Yanti : (Berdiri) ”Pergi ke mana?”
Asdiarti : ”Pergi ke suatu tempat. Pokoknya … sip deh.”
Yanti : ”Aku mendengar dari Ketiek kesenanganmu pergi ke tempat-tempat itu. Itu …”
Asdiarti : ”Berdosa?”
Yanti : ”Bukan.”
Asdiarti : ”Maksiat?”
Yanti : ”Bukan.”
Asdiarti : ”Itulah dunia masa kini.”
Yanti : ”Barangkali benar.”
Asdiarti : ”Nah, akhirnya kau menerima juga.”
Yanti : ”Tapi mengapa harus begitu? Itu berbahaya bagi kesehatan. Kita masih sangat muda, Asdi. Bayangkan kalau masa remaja kita, kita habiskan dengan cara-cara itu, hari tua kita dapat apa? Lagi pula, tujuanmu mencari kebebasan tetapi menempuh jalan itu, apakah sebenarnya kau tidak
membuat dirimu diperbudak kembali oleh kebiasaanmu itu?”
Asdiarti : ”Aku tidak mengerti omonganmu, Yanti, kalau kau tidak mau tak usah bertele-tele menasihatiku.”
Yanti : (Diam)
Asdiarti : ”Baiklah kau pulang tidak? Itu Kusni, Surti menunggu di luar kalau kau tidak pulang, aku pulang duluan … dan kalau kau mau, kutunggu kau nanti sore di rumahku.”
Yanti : (Tidak menjawab cuma memandang)
Asdiarti : (Mengemasi tasnya, siap mau pergi)
Yanti : ”Kenapa kau takut ketahuan guru kita?”

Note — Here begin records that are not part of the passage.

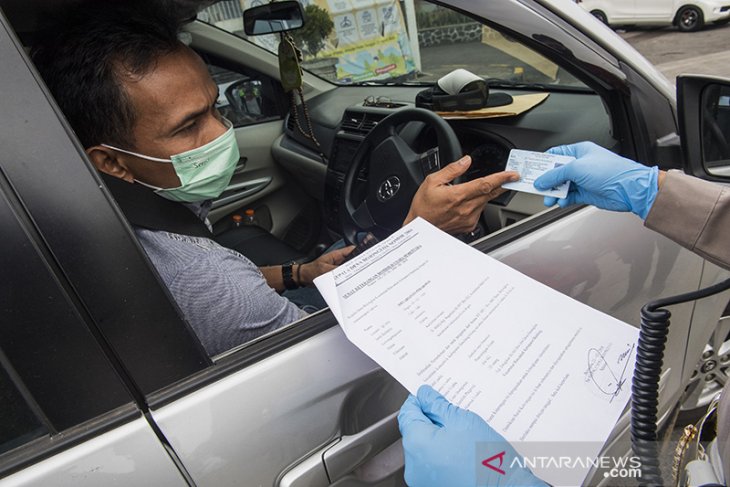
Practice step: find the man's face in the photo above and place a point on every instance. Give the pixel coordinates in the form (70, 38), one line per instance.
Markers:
(175, 109)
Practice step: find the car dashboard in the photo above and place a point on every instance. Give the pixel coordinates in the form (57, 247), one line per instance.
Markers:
(342, 118)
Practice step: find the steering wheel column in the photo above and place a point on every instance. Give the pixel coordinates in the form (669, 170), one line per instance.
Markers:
(394, 173)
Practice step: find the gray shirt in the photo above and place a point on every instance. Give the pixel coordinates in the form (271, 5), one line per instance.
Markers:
(221, 293)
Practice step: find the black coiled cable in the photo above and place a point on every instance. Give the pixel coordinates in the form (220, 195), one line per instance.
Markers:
(647, 371)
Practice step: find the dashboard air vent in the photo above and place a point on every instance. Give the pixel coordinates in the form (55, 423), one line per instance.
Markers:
(359, 123)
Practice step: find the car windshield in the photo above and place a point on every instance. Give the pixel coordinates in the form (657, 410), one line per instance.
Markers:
(356, 42)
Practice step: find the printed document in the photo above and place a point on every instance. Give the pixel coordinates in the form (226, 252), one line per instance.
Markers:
(537, 365)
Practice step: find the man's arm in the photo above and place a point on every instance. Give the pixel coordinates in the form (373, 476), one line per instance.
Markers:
(456, 208)
(304, 274)
(692, 212)
(695, 214)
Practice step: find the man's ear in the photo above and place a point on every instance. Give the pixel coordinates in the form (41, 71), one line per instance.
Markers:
(106, 161)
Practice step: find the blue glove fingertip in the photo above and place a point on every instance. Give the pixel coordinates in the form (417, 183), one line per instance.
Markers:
(549, 201)
(427, 394)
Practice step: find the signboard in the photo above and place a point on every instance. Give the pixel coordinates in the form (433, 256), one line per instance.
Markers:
(369, 40)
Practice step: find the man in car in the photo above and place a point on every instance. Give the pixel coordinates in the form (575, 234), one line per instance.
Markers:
(143, 105)
(442, 441)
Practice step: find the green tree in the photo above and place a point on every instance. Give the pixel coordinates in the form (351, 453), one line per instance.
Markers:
(317, 26)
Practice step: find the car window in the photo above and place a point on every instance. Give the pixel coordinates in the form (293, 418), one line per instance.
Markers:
(45, 344)
(244, 98)
(381, 41)
(18, 423)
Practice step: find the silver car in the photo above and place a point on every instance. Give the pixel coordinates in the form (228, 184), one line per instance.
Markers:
(103, 382)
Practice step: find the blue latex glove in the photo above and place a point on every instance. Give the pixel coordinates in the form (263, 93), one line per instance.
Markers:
(445, 445)
(603, 179)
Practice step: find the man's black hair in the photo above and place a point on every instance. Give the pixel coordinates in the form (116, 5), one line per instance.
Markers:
(85, 57)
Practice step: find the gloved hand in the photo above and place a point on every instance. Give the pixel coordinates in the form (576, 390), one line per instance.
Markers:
(445, 445)
(603, 179)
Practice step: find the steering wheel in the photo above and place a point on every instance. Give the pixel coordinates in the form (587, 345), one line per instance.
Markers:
(395, 172)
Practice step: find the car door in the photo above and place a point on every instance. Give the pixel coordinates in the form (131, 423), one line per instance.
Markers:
(654, 11)
(68, 413)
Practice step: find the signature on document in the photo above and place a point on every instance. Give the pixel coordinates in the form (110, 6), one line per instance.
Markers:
(608, 375)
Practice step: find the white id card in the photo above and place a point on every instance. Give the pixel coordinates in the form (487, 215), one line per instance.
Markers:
(531, 165)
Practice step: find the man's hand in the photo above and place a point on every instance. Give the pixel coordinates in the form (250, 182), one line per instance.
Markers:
(446, 445)
(456, 208)
(324, 263)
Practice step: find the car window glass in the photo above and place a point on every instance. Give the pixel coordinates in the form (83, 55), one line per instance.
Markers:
(376, 41)
(244, 99)
(18, 424)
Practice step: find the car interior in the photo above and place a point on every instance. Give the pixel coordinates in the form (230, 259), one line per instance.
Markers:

Asdiarti : ”Karena mereka nanti akan marah. Merampas dan menyetrap.”
Yanti : ”Kau tahu penyebabnya?”
Asdiarti : ”Nggak. Mereka orang tua yang kolot. Seperti orang tua kita saja.”
Yanti : ”Itu berbahaya. Obat bius dilarang diedarkan secara bebas.”
Asdiarti : ”Tapi mereka toh tak sanggup menyelesaikan kegelisahanku. Sedikit-sedikit bilang dosa, maksiat, porno, huh!” (Kusni dan Surti masuk)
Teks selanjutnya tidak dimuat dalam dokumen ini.